Si nunca has cantado en Garibaldi, dado el rol por Tepito, subídote a la Torre Latino o al metro chilango entonces no puedes decir que conoces el DF.

Creo que todos, en algún momento –o muchos– de nuestra vida, hemos tenido que ajustar nuestra armadura urbana, respirar profundo y treparnos en el medio de transporte más rápido y –quizá– más seguro de la ciudad.

Digo que usamos un traje especial, porque abordar el metro no es cosa fácil.Desde que metemos el boletito y damos vuelta al torniquete, sabemos que lo que viene será un episodio que nos dejará algún nuevo conocimiento sobre el modo de entender al chilango.

Las historias que hay en el subterráneo de la ciudad son muchas. Nuestro inconsciente colectivo nos hace recordar a señoras, señores, estudiantes, niños y niñas aventando las bolsas por la ventana para apartar lugar, mujeres y hombres que se ponen al tú por tú con tal de conseguir un asiento, a personas gritando: "Que manden uno vacío", a personas aventándose, viéndose feo…, a vendedores ambulantes que nos truenan el tímpano con sus "discos de colección", a miles y miles de aquellos que poco saben del "Antes de entrar permita salir" y otros tantos que pasan por alto el "No obstruya las entradas".

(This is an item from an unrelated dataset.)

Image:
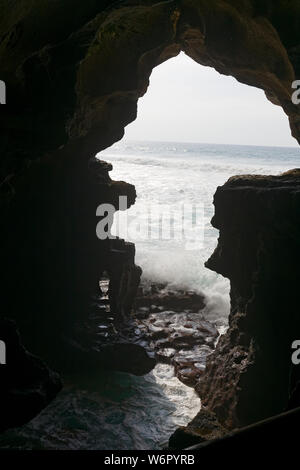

Pfft. Y con todo eso tenemos que lidiar desde las 5 de la mañana, con nuestro primer encuentro con la ciudad, y hasta altas horas de la noche, cuando ya estamos hartos de ruido, smog, gritos, caras largas, etcétera.

Puede que odiemos al metro, pero también tiene sus cosas padres, su cosa cultural, su lado artístico, sus murales, instalaciones, cantantes con aspiraciones, bóvedas celestes y demás extras que le quitan lo feo a sus paredes grises y a su rutina –casi siempre– infatigable.